It might be too late. We have a generation of parents who never go camping, so who’s going to take the kids camping. As was stated, scouting, summer camp, other group activities are mandatory and too structured.
The kids need to know what it’s like to just walk in the woods, wade in a stream, look at waterfalls or just hunt for agates on the north shore of Lake Superior.
The Arroyo Secco was a gully (wash, wild habitat) back then.
I’m sitting here laughing at Thomas’s reference to Tin Can beach. My Dad always talks about his trips to Tin can beach. Alas, that was before they finally cleaned it up.
I’m so glad that most of my life was spent on a ranch in Arizona, where I was outside more than in, camping, and hiking are just part of my life, like taking a shower or brushing my teeth….just there.
I’ll be taking my final year of law in the fall, and specializing in animal rights/and habitat…..I’ll be the guy fighting the assholes in court that want to kill that wolf that Jim is wrestling to fit with a transponder. I envy Jim.
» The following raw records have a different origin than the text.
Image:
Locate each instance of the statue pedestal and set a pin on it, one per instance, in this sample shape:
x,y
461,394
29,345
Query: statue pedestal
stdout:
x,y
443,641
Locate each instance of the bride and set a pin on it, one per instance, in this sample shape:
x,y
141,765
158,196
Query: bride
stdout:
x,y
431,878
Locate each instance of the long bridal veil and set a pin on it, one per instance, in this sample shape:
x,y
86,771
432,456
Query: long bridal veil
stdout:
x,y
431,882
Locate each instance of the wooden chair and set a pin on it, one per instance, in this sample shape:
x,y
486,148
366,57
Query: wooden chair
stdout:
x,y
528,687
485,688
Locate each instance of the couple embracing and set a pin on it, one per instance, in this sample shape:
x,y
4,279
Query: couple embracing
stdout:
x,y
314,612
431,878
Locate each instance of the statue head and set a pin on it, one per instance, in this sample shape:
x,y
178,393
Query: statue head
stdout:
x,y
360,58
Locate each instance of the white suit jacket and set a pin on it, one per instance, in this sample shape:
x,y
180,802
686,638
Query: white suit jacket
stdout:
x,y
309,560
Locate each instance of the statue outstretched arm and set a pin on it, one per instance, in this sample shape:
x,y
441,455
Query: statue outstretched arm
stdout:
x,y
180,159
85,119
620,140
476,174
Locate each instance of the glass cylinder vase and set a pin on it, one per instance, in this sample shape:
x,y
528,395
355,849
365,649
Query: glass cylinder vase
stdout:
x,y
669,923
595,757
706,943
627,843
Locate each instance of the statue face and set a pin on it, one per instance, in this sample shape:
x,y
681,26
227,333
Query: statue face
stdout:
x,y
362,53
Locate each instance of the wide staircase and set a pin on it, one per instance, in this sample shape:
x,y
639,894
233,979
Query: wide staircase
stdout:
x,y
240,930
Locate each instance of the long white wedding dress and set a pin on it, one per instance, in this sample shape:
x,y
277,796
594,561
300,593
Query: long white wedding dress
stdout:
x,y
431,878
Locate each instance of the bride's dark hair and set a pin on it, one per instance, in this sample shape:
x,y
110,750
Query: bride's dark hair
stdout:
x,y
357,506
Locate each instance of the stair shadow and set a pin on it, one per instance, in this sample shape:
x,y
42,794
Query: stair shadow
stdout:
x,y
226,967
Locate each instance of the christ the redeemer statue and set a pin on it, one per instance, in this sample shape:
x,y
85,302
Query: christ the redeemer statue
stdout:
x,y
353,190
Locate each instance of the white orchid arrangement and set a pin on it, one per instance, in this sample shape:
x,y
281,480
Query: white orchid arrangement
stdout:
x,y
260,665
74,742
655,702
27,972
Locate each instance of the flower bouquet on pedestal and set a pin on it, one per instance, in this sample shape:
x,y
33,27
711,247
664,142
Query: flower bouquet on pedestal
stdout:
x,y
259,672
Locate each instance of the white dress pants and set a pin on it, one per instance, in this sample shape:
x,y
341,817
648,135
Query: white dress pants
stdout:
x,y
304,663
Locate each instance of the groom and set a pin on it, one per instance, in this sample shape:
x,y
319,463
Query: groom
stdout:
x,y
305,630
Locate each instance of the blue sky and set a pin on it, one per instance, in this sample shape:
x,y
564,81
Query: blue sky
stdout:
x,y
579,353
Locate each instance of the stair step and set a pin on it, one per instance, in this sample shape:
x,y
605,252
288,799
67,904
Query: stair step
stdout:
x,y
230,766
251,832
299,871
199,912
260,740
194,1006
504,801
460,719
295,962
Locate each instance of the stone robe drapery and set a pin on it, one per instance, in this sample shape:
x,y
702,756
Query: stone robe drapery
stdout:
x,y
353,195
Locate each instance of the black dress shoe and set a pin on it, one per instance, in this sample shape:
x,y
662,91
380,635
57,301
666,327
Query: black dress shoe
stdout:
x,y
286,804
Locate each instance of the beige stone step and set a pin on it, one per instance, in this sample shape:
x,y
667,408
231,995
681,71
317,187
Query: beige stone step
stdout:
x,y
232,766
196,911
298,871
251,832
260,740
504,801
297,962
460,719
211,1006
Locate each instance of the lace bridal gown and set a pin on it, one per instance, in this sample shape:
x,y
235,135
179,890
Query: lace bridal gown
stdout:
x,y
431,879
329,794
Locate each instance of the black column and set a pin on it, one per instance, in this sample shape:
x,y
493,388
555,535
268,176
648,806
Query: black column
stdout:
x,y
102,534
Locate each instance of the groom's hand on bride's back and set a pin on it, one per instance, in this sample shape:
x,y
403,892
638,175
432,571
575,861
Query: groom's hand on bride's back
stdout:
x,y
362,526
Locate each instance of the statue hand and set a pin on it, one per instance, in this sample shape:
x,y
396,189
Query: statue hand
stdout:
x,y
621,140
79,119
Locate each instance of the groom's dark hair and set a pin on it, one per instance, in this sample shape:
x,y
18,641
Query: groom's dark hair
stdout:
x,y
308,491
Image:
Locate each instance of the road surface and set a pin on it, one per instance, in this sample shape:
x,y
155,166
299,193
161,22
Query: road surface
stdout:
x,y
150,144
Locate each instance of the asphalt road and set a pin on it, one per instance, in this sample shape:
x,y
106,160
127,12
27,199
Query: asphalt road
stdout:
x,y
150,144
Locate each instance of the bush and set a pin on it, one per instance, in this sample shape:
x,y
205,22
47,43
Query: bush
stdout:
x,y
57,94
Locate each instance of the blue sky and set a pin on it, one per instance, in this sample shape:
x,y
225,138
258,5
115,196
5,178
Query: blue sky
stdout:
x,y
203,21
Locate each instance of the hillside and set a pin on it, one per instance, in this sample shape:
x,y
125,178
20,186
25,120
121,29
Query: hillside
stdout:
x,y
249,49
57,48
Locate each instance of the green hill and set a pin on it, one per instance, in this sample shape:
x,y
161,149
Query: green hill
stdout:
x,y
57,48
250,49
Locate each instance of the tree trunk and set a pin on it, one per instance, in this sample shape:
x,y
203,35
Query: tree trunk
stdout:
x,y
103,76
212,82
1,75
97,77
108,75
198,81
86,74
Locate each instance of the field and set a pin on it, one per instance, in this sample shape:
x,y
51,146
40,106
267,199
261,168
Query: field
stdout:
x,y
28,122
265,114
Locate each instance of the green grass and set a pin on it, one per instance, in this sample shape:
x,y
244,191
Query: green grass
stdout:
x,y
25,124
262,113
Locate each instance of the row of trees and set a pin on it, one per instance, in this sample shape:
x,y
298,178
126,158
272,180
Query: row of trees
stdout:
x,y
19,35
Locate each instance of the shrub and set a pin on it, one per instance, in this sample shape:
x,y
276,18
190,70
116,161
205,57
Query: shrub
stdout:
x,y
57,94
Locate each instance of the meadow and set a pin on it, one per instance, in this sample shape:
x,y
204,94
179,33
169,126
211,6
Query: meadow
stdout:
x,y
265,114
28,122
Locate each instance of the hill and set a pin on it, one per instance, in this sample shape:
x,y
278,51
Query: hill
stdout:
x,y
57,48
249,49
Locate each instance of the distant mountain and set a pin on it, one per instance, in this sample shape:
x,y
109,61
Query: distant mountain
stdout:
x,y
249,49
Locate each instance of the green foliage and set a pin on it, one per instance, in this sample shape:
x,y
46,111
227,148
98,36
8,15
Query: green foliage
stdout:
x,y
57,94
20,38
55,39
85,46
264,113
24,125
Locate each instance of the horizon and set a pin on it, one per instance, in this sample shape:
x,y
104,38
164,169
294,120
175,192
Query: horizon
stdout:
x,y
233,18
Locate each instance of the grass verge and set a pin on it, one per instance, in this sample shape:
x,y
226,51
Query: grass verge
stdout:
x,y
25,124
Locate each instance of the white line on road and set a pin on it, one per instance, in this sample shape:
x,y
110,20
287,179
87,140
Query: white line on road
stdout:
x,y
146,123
Growing up in a crime-infested ghetto with parents that loved to stay home and whom were pycho protective about my safety, I stayed home all the time except for school, shopping with parents and going to the park on Sundays. My entire summers were spent looking out of the fifth story window watching the action out on Broadway isolated from everyone, even my family.
Today, as I was driving near the Atlantic sea coast in New York City, also known as Brighton Beach/Coney Island I was struck by the beauty of the white clouds against a clear blue sky. I had a moment, a kind of relgious moment, that everything became clear to me. That dying didn’t matter. That being born was the greatest gift ever given to me. I started crying and sobbing. Tears of happiness, joy and gratefulness for a world that is staggering beautiful. A world that for whatever reason, God gave me the ability to understand. I took a walk on the boardwalk. So windy. Seagulls followed the powerful winds. One man fishing on the long pier and mussels clinging to the jetty against the mighty waves. Who created this miracle? Who gave me the world to enjoy? The answer can be known. Nature is the answer. Concrete blocks that answer.
Spent my playtime as a kid in a wooded buffer strip around the farmer’s field behind our house. Later I joined Boy Scouts (which didn’t do me any harm). Still a hiker and general outdoor enthusiast.